A judge for the US District Court for the Eastern District of Michigan [official website] ruled [opinion, PDF] Thursday that a provision of the recently enacted health care reform law [HR 3590 text; JURIST news archive] requiring all individuals to maintain health insurance or pay a penalty is constitutional. The suit [complaint, PDF], filed in March by conservative public interest group the Thomas More Law Center [advocacy website], on the same day President Barack Obama signed the bill into law [JURIST report], argued that the mandate that all individuals carry health insurance was unconstitutional. Judge George Steeh found that Congress has the constitutional authority to require all individuals to buy health care insurance through the Commerce Clause:
There is a rational basis to conclude that, in the aggregate, decisions to forego insurance coverage in preference to attempting to pay for health care out of pocket drive up the cost of insurance. The costs of caring for the uninsured who prove unable to pay are shifted to health care providers, to the insured population in the form of higher premiums, to governments, and to taxpayers. The decision whether to purchase insurance or to attempt to pay for health care out of pocket, is plainly economic. These decisions, viewed in the aggregate, have clear and direct impacts on health care providers, taxpayers, and the insured population who ultimately pay for the care provided to those who go without insurance. These are the economic effects addressed by Congress in enacting the Act and the minimum coverage provision.Steeh also found that a penalty against those who do not have health insurance would not be an unconstitutional direct tax. The Thomas More Law Center plans to appeal [press release].

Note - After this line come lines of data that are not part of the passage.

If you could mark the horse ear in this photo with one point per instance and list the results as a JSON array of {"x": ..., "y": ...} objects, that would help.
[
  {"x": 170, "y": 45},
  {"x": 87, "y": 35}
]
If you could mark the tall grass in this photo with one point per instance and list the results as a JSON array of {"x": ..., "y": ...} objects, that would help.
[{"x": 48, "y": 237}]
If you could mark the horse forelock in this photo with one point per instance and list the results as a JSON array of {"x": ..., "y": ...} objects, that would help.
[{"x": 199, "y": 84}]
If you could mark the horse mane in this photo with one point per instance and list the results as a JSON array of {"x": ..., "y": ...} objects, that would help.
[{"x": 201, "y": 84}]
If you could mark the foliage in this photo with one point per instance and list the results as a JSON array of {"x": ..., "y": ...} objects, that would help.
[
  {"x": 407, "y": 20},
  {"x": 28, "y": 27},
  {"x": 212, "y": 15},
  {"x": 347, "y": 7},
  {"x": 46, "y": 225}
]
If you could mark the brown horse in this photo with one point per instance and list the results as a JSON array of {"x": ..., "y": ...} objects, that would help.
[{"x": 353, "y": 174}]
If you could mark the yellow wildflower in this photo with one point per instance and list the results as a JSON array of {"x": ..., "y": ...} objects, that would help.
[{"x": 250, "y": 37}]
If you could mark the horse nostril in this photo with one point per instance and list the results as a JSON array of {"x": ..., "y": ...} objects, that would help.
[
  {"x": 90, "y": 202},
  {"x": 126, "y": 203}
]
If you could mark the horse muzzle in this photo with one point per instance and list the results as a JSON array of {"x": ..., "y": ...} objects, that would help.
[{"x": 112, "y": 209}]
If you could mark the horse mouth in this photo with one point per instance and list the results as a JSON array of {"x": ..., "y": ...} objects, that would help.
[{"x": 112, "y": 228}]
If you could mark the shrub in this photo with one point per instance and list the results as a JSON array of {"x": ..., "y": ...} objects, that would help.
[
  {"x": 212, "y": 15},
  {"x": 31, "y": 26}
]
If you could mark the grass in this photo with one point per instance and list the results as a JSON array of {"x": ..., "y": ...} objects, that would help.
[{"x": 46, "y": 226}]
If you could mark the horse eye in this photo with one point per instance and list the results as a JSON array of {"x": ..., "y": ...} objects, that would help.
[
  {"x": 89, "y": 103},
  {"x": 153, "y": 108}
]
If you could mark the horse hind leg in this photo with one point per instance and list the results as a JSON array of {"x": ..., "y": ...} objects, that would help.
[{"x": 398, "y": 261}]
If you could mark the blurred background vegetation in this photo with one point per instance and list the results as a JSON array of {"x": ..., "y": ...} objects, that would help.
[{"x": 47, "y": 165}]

The Obama administration is also facing various other health care lawsuits. In June, the National Federation of Independent Businesses (NFIB) [association website], a small business lobby group, joined a lawsuit [complaint, PDF; JURIST report] challenging the constitutionality of the health care reform law. The NFIB joined 20 states in a legal battle that began in March when a complaint seeking injunction and declaratory relief was filed in a Florida federal court. In May, the Obama administration filed a brief [text, PDF] urging the dismissal [JURIST report] of a lawsuit brought by the state of Virginia challenging the constitutionality of the law, but, in August, a federal judge announced he would allow the case to proceed [JURIST report].